India Legalizes 'The Most Dangerous Game'

India has taken inspiration from Richard Connell's 1924 short story "The Most Dangerous Game," in an effort to aid in population control.

Full disclosure: The population the government wants to take control of is composed of tigers. And they want to control it by increasing it.

But the part about it now being legal to shoot humans—to hunt The Most Dangerous Game—that's pretty straightforward.

Officials in India's Maharashtra state have just announced that forest guards will no longer face legal repercussions for shooting poachers.

Previously, guards who fired upon poachers risked being booked for human rights violations. (While there are no records of tiger poachers having been shot at, criminals engaged in illegal logging and fishing activities have fared less well.)

Now the government has determined that injuring or even killing poachers no longer constitutes a crime, so, if you hate killing animals but love killing people, Maharashtra just might be your scene.

The Associated Press reports that the new measures are an attempt to curb "rampant attacks" on tigers and other wildlife in the state. Perhaps also to teach everyone a valuable lesson through heavy-handed symbolism.
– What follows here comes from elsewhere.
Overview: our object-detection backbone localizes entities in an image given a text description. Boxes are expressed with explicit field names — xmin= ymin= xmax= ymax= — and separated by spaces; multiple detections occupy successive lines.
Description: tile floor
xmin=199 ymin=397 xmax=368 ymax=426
Divyabhanusinh Chavda, head of the World Wildlife Fund in India explains that, while the law may seem harsh, the country's poaching problem has spiraled out of control.

"These poachers have lost all fear. They just go in and poach what they want because they know the risks are low."

Now the poachers will become the poached.

You would think their pelts might even be more valuable than tigers', due to the dearth of legally-obtained human corpses, but apparently the reason the big cats fetch so much on the black market is that their parts are in great demand from "traditional Chinese medicine practitioners."

Are there any traditional Chinese medicinal practices that require the use of human parts?

In addition to passing the shooting law, the government has also established a fund of 5 million rupees ($90,000) from which informants can be tipped in exchange for providing information about poachers.

Conservationists argue that poachers and rangers rarely encounter one another anyway (the former operate mostly at night) and suggest that increasing round the clock surveillance of forests would be a more worthwhile tactic than establishing a costly snitch fund.

But now that people have been given the go-ahead to let lose with the bullets, they'll probably make the most of it.

Hopefully they won't hit any tigers by mistake.